9(h) Credit Support Offsets. If the parties specify that “Credit Support Offsets” is applicable in Paragraph 11 and on any date:

(i) a transfer of Eligible Credit Support (VM) or Equivalent Credit Support (VM) is due under this Annex to satisfy a Delivery Amount (VM) or a Return Amount (VM) obligation, and a transfer of credit support (other than any Other CSA Excluded Credit Support) is also due under any Other CSA;
(ii) the parties have notified each other of the credit support that they intend to transfer under this Annex and transfer under such Other CSA (other than any Other CSA Excluded Credit Support) to satisfy their respective obligations; and
(iii) in respect of Paragraph 9(h)(ii), each party intends to transfer one or more types of credit support that is fully fungible with one or more types of credit support the other party intends to transfer (each such credit support, a “Fungible Credit Support Type”),

then, on such date and in respect of each such Fungible Credit Support Type, each party’s obligation to make a transfer of any such Fungible Credit Support Type hereunder or under such Other CSA will be automatically satisfied and discharged and, if the aggregate amount that would have otherwise been transferred by one party exceeds the aggregate amount that would have otherwise been transferred by the other party, replaced by an obligation hereunder or under such Other CSA, as applicable, upon the party by which the larger aggregate amount would have been transferred to transfer to the other party the excess of the larger aggregate amount over the smaller aggregate amount.
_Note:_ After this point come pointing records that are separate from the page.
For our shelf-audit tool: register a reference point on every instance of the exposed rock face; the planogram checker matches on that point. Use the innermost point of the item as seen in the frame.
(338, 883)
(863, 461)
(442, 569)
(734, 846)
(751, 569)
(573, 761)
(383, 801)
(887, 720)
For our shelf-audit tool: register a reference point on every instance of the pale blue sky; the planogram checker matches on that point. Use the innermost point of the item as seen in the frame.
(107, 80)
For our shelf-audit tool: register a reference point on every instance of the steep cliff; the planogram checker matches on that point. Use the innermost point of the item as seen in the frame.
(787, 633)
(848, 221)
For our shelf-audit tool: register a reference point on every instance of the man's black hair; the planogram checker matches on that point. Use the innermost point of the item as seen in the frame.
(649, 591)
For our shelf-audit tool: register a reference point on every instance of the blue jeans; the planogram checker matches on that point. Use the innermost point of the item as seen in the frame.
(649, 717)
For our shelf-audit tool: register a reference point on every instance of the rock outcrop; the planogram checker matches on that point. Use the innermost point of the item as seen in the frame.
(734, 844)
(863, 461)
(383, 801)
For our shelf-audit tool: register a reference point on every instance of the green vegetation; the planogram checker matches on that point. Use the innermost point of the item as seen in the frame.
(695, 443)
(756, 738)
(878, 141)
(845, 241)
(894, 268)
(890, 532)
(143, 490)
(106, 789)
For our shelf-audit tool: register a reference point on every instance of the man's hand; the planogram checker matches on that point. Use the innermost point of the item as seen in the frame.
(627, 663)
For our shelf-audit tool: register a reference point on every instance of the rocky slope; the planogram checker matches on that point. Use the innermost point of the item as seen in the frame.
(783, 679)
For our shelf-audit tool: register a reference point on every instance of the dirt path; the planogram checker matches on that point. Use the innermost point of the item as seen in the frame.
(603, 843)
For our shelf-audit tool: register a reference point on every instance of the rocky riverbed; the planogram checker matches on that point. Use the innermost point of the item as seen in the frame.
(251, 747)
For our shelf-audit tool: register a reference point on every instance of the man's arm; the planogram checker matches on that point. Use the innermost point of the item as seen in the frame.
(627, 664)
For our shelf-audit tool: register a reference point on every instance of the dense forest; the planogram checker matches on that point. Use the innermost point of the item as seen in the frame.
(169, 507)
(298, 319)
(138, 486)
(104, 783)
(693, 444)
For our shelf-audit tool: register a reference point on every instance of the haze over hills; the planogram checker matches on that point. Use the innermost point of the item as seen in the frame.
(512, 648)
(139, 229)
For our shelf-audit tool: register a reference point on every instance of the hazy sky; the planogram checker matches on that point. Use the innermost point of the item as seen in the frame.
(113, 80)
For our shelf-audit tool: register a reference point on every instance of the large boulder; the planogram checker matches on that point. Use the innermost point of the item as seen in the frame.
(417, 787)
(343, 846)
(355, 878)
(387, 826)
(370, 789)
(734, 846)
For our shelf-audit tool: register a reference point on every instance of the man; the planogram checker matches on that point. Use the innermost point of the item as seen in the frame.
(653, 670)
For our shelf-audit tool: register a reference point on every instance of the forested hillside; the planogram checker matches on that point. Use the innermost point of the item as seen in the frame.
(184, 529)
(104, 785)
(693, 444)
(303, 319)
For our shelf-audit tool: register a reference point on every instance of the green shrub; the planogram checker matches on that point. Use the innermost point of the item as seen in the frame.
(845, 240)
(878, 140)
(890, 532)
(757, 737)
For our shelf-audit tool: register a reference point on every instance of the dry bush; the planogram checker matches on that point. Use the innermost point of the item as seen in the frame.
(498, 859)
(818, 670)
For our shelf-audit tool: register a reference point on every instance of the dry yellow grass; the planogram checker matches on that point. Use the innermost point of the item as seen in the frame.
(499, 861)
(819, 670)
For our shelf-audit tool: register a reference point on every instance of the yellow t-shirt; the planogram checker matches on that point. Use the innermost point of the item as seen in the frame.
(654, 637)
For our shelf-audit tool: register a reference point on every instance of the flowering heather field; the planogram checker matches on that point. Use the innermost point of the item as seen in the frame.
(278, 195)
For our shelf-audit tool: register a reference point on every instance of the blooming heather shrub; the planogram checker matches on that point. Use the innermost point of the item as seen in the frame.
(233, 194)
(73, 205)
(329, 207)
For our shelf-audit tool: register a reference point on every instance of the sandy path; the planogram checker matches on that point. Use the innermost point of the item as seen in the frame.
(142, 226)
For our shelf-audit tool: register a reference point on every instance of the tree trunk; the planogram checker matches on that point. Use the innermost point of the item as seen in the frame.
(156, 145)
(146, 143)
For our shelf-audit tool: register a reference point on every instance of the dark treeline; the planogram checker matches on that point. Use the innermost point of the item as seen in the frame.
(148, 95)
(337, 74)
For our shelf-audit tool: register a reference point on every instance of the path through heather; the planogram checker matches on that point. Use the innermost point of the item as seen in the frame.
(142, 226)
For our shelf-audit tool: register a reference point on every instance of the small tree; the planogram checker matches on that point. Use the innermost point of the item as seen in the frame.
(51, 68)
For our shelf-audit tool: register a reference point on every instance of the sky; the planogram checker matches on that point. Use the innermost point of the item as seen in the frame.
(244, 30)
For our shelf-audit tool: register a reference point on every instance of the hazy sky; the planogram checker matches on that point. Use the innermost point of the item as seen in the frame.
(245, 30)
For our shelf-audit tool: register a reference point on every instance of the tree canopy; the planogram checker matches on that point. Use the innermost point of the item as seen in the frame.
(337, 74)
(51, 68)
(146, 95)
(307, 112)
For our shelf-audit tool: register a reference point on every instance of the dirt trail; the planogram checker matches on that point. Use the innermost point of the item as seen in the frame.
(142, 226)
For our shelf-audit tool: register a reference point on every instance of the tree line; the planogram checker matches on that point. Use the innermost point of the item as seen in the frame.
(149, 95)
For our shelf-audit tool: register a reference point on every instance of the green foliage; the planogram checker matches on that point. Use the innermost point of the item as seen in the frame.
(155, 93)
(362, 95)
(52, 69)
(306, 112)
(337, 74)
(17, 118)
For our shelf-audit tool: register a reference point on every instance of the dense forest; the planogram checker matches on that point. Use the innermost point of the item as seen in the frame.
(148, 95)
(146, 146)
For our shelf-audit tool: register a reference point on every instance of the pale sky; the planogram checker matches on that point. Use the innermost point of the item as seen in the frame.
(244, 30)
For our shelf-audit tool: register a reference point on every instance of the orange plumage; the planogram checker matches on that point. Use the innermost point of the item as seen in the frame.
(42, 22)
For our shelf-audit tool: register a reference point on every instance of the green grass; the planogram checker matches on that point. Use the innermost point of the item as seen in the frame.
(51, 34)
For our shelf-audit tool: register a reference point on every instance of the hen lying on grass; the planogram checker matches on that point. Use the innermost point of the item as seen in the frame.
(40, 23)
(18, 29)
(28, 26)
If a party’s obligation to make a transfer of credit support under this Annex or an Other CSA is automatically satisfied and discharged pursuant to this Paragraph 9(h), then for purposes of this Annex or the Other CSA, as applicable, the other party will be deemed to have received credit support of the applicable Fungible Credit Support Type in the amount that would otherwise have been required to be transferred, in each case on the day on which the relevant transfer was due.

The varieties of ISDA CSA
Subject 1994 NY 1995 Eng 2016 VM NY 2016 VM Eng 2018 IM Eng
Preamble Pre Pre Pre Pre Pre
Interpretation 1 1 1 1 1
Security Interest 2 - 2 - 2
Credit Support Obligations 3 2 3 2 3
Transfers, Calculations and Exchanges - 3 - 3 -
Conditions Precedent, Transfer Timing, Calculations and Substitutions 4 - 4 - 4
Dispute Resolution 5 4 5 4 5
Holding and Using Posted Collateral 6 - 6 - 6
Transfer of Title, No Security Interest - 5 - 5 -
Events of Default 7 6 7 6 7
Rights and Remedies 8 - 8 - 8
Representations 9 7 9 7 9
Expenses 10 8 10 8 10
Miscellaneous 11 9 11 9 11
Definitions 12 10 12 10 12
Elections and Variables 13 11 13 11 13

Resources and Navigation

Index: Click to expand:

Comparisons

security interest CSA v title transfer CSA: The Miscellaneous terms are largely the same but for the Further Assurances and Further Protection, which are unique to the security interest CSAs, relating as they do to security interests. See comparison of the ancients and comparison of the moderns which, but for those aspects and the differing terminology, are pretty much the same.

Ancient v modern: The big change is the additional “Legally Ineligible Credit Support” business, and a slug of extra detail in the Default Interest section of the modern CSA, largely there to account for the fever dream that was negative interest rates. See comparison.

NY VM CSA v Eng IM CDS: Largely of a piece until Para 11(f) when the dictates of NY law against Emnhlish, and directly posted VM versus custodied IM, take the two in very different directions. Why they couldn’t have titled the “Other Provisions” section “Miscellaneous”, as they have done in all other editions of the ISDA Credit Support Annex, we will just have to wonder.

Basics

Good Faith and Commercially Reasonable Manner

Whether a merchant should commit herself to dealing in good faith, or in a commercially reasonable manner, or both, is one that vexes the legal profession. Especially those in America. It should not. While doing no more than articulating the commercial imperative it can put many a tedious, and expensive, negotiation to the sword.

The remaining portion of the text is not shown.